The Fastest AI. Easy to Use.
We’ve built the fastest AI accelerator, based on the largest processor in the industry, and made it easy to use. With Cerebras, blazing fast training, ultra low latency inference, and record-breaking time-to-solution enable you to achieve your most ambitious AI goals.
Go Ahead – Reduce the Cost of Curiosity.
The CS-2, The Fastest AI Accelerator in the world
Purpose built for AI, the CS-2 replaces an entire cluster of graphics processing units (GPUs). Gone are the challenges of parallel programming, distributed training, and cluster management. From chip to system to software – every aspect of the CS-2 is optimized to accelerate and to simplify AI work. The CS-2 produces answers in less time.
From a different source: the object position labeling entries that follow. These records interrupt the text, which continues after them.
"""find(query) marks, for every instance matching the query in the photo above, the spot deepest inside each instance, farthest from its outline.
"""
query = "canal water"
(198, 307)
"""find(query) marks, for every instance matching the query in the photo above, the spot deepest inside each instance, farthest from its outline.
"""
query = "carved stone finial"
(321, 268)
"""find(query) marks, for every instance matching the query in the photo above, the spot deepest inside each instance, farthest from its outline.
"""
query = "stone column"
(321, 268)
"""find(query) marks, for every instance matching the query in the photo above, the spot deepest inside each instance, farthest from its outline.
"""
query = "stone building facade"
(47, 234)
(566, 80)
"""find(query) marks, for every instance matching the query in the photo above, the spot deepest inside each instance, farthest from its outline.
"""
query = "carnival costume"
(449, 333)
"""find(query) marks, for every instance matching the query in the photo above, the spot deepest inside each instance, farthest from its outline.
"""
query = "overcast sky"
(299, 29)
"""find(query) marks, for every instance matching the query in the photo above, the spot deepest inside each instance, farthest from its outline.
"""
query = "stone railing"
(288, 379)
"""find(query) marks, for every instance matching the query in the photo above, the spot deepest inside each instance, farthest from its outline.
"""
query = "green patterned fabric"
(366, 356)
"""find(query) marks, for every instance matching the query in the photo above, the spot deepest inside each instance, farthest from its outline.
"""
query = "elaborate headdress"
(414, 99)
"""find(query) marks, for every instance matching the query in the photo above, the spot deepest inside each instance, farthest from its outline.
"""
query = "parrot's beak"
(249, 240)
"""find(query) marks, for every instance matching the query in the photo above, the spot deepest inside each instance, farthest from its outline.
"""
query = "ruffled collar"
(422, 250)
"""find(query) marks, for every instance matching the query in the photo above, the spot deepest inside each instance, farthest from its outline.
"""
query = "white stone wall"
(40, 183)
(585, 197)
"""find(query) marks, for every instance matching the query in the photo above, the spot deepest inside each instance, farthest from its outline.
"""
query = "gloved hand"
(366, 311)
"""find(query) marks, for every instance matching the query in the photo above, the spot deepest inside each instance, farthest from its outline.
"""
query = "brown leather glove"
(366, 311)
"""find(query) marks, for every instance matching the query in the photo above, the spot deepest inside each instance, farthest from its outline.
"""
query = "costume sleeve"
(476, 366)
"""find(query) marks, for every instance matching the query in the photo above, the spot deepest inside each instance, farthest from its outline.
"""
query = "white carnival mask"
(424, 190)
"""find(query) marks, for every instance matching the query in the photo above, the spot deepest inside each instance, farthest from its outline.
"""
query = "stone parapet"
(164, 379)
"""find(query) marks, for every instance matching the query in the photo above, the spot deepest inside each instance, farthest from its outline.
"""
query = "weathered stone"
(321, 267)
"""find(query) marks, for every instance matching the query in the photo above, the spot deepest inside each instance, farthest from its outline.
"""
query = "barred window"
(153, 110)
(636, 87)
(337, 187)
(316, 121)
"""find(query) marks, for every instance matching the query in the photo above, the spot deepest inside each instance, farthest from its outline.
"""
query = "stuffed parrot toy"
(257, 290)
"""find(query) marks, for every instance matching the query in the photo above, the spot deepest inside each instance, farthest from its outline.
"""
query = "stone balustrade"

Wafer Scale Engine: The Largest Chip Ever Built
The Wafer Scale Engine (WSE-2) is the largest chip ever built and powers the CS-2. The WSE-2 is 56 times larger than the largest GPU, has 123 times more compute cores, and 1000 times more high performance on-chip memory. The only wafer scale processor ever produced, it contains 2.6 trillion transistors, 850,000 AI-optimized cores, and 40 gigabytes of high performance on-wafer memory all aimed at accelerating your AI work.
2.6 Trillion Transistors
Unlock the Full Potential of AI to Accelerate Your Business
Innovate to do what hasn’t been done before.
Invent and build new AI applications with a computing platform that was built from the ground up for this work. Develop new neural network architectures, ML methods, and algorithms not practical or possible on legacy, general purpose hardware.
Reduce the cost of curiosity with game-changing performance.
Getting to business impact means asking and answering more questions in a single unit of time. Instead of weeks or months, reduce training time to days or even hours. Reduce latency in inference from milliseconds to microseconds.
Harness cluster-scale performance with the programming ease of a single node.
Our software stack meets you where you are, enabling easy programming with ML frameworks like TensorFlow and PyTorch. This means faster time to solution with less time spent engineering and optimizing distributed implementations of your model for a cluster of small, traditional processors.